Raspberry Pi Cluster Node – 13 Abstracting Slave Code

This post builds on my previous posts in the Raspberry Pi Cluster series by abstracting the slave code so it is ready for more complex slaves.

Why I am abstracting the Slave code

As the system becomes more complex there will be a number of slaves performing different tasks.

Currently our basic slave reports a heartbeat to let the master know its still alive. When it joins the cluster it sends over data about the node. Once this has been sent it then receives cluster information about the master. Finally, the slave will begin repeatedly sending heartbeat data.

For all slaves we want to ensure that they follow this standard pattern. All of the reconnection code, and sending of the node details needs to be uniform across all slaves.

To do this I am going to abstract the code that performs this into a single class. The only difference between the slaves will be what it does once it has connected to the master.

For the basic slave we will continue to send the heartbeat, but for the more complex slaves they will perform additional steps.

In addition to this I am planning to run the connection code in a separate thread. This will mean that while each slave is communicating with the master it is able to perform other tasks.

Abstracting the Slave code

Changing the slave code to use a thread will work similar to how we handle each slave connecting to the master. A class is created whose parent is
threading.Thread and when used it is created and then started in a new thread.

In this case we are going to call it the RpiBasicSlaveThread class.

class RpiBasicSlaveThread(threading.Thread):

    def __init__(self, master_ip, socket_port):
        threading.Thread.__init__(self)
        self.client_number = random.randint(1, 100000)
        self.server_address = (master_ip, socket_port)
        self.sock = None

In the init this takes the master ip, and the socket port which will be used to create the socket connection. In addition to this, a random client number is generated to use used as means of identification.

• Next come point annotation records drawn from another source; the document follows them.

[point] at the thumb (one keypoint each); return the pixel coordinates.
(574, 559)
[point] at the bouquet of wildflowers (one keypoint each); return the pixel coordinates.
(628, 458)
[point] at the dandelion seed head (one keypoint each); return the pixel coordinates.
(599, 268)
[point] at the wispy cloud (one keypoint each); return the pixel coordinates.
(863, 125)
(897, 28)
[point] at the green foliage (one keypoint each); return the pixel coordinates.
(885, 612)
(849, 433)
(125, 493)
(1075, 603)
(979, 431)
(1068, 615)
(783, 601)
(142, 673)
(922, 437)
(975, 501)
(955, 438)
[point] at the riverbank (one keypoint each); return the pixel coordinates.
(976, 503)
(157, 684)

As in previous code, the client number could conflict with another slave, so going forward this will be improved to ensure no client has the same ID.

Here the run() method is called once the thread has been started after calling start().

    def run(self):
        logger.info("Starting script...")

        while True:
            logger.info("Connecting to the master...")
            connected = False
            while connected is False:
                try:
                    self.sock = socket.socket(socket.AF_INET, socket.SOCK_STREAM)
                    self.sock.connect(self.server_address)
                    connected = True
                except socket.error as e:
                    logger.info("Failed to connect to master, waiting 60 seconds and trying again")
                    time.sleep(60)

            logger.info("Successfully connected to the master")

            try:
                logger.info("Sending an initial hello to master")
                send_message(self.sock, create_payload(get_base_machine_info(), 'computer_details'))
                send_message(self.sock, create_payload("computer_details", "info"))

                message = get_message(self.sock)
                logger.info("We have information about the master " + json.dumps(message['payload']))

                while True:
                    self.perform_action()

            except DisconnectionException as e:
                logger.info("Got disconnection exception with message: " + e.message)
                logger.info("Slave will try and reconnect once master is back online")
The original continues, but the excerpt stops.